It’s moments like this why Mr. Leuschner decided to nominate Coach Muecke for the AIA Champions Coach of the Year award. The organization will announce its winners at the AIA’s Champions Luncheon in May.

The Saguaro baseball team in their Autism Awareness Game jerseys. (Photo courtesy of Megan Nelson and Bryan Hardy)

The AIA awards these recognitions annually to “outstanding Arizona high school students, teachers, coaches, administrators and schools for outstanding achievements, on and off the field,” according to its website.

Mr. Leuschner said Coach Muecke deserves recognition for the unseen efforts he puts in to developing his players into “men of character,” a mantra Coach Muecke developed when he started as head coach six years ago.

“That’s really easy to create a nice slogan that makes you sound good but it’s another thing to walk that path,” he said.

“He’s been very, very clear with his teams, as long as he has been in that position, about giving back, about being a servant, about the importance of community more than just the game of baseball. He’s a big life lesson teacher but he doesn’t teach it by speaking at kids. He walks with them through a journey of servanthood.”

Mr. Leuschner summed up Coach Muecke’s coaching as putting high character above all but still finding balance between high character and high competitiveness.

Coach Muecke described the nomination as humbling and an honor because he appreciates the recognition among the “great coaches” across the state.

“To be recognized as one of those coaches is truly an honor,” he said.

‘Men of Character’

Coach Muecke has coached baseball at Saguaro for 16 years, starting as an assistant coach under former head coach Ryan Dyer. He became head coach in 2014.

He has a 99-79 overall record — as of Tuesday, April 23 — and his teams have made the playoffs four times in those six years. Coach Muecke credits his assistants Cody and David Fortney for their efforts in growing the team and being “men of character.”

As an assistant, Coach Muecke coached a team that won back-to-back state championships. It is this type of success Coach Muecke wants to continue as part of the program’s tradition, but he also wants to enhance the team’s character off the field.

“We are in the central part of Scottsdale where I think as we grow athletes, we also have a responsibility for these student-athletes to recognize how they can impact more so than just the athletics,” he said.

“That’s what you try to expand for these young men, is how powerful their reach is by being in other peoples’ lives, giving up their time, energy, Those are resources that are invaluable.”

Coach Muecke has many of his players volunteer in the community, in particular with the Miracle League, a nonprofit that helps people with disabilities and special health care needs play baseball.

Saguaro Baseball Coach Joe Muecke comes out to talk to senior captain Clay Randall. (Photo courtesy of Megan Nelson and Bryan Hardy)

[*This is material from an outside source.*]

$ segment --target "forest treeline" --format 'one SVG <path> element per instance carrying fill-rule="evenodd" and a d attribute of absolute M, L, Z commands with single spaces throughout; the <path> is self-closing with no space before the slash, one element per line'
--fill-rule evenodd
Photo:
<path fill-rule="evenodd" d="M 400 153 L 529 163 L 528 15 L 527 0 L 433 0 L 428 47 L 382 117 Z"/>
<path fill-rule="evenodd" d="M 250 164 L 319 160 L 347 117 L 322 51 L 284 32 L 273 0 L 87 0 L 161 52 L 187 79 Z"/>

The end goal, Coach Muecke said, is these young men finding success in whatever aspect of their lives and hoping he helped them reach that success.

He said he loves when he sees these young men return after finding success.

“It’s invaluable,” Coach Muecke said. “It’s hard to put into words because that’s what you do this for, the life-long impacts.”

Senior Jack Slominski described Coach Muecke as loving and caring regardless of what level of the team a player competes. That caring, Slominiski said, extends past the field.

“He just cares, no matter if it’s about school or family or anything, he’s always there for you,” he said. “If you need anything, you can always reach out to him and I know that he’ll always be there for me and every other kid in this program.”

Principal Ann Achtziger said she’s had conversations with parents expressing gratitude for Coach Muecke and his emphasis on character. What stands out to Ms. Achtziger is how thoughtful and kind Coach Muecke is with those around him.

“He cares about finding the positive in everything and everyone,” she said. “He gives himself as a teacher and coach to grow leaders and youth of character.”

In the classroom

Coach Muecke is an Arizona transplant who moved from California as a child. He said he went through Scottsdale Unified School District before going to college.

Saguaro High School is at 6250 N. 82nd St. (Independent Newsmedia/Josh Martinez)

He tried playing collegiate baseball but said he learned the game was a business, deciding to prioritize family over playing. This led him to work on his bachelors and masters degrees through distance learning at Northern Arizona University.

He’s taught special education at Saguaro for about 10 years and won Arizona Teacher of the Year in 2012.

Coach Muecke has family members struggle similarly to those with autism. This has made it “second nature” for him to work with these students at Saguaro. He described working in special education as a calling and a vehicle to also coach baseball.

“That was something that once I had been exposed to it, it was a no-brainer,” he said. “It has just grown over the last 10-plus years of teaching and coaching together that I’ve just realized this is what I’m supposed to be doing.”

Coach Muecke works with freshmen to fifth-year students from across the autism spectrum. He teaches curriculum-driven English and transition classes.

He said these students have left a lasting impact on him. Some lessons he’s learned from them are patience, courage, strength and a recognition that special needs are not a choice so it’s important to make the best of oneself when having a choice because not everyone has that opportunity.

Coach Muecke finds it rewarding to see his students in the world without judgment such as working at a local grocery store. He also finds it rewarding in seeing the love and appreciation his students have for his efforts.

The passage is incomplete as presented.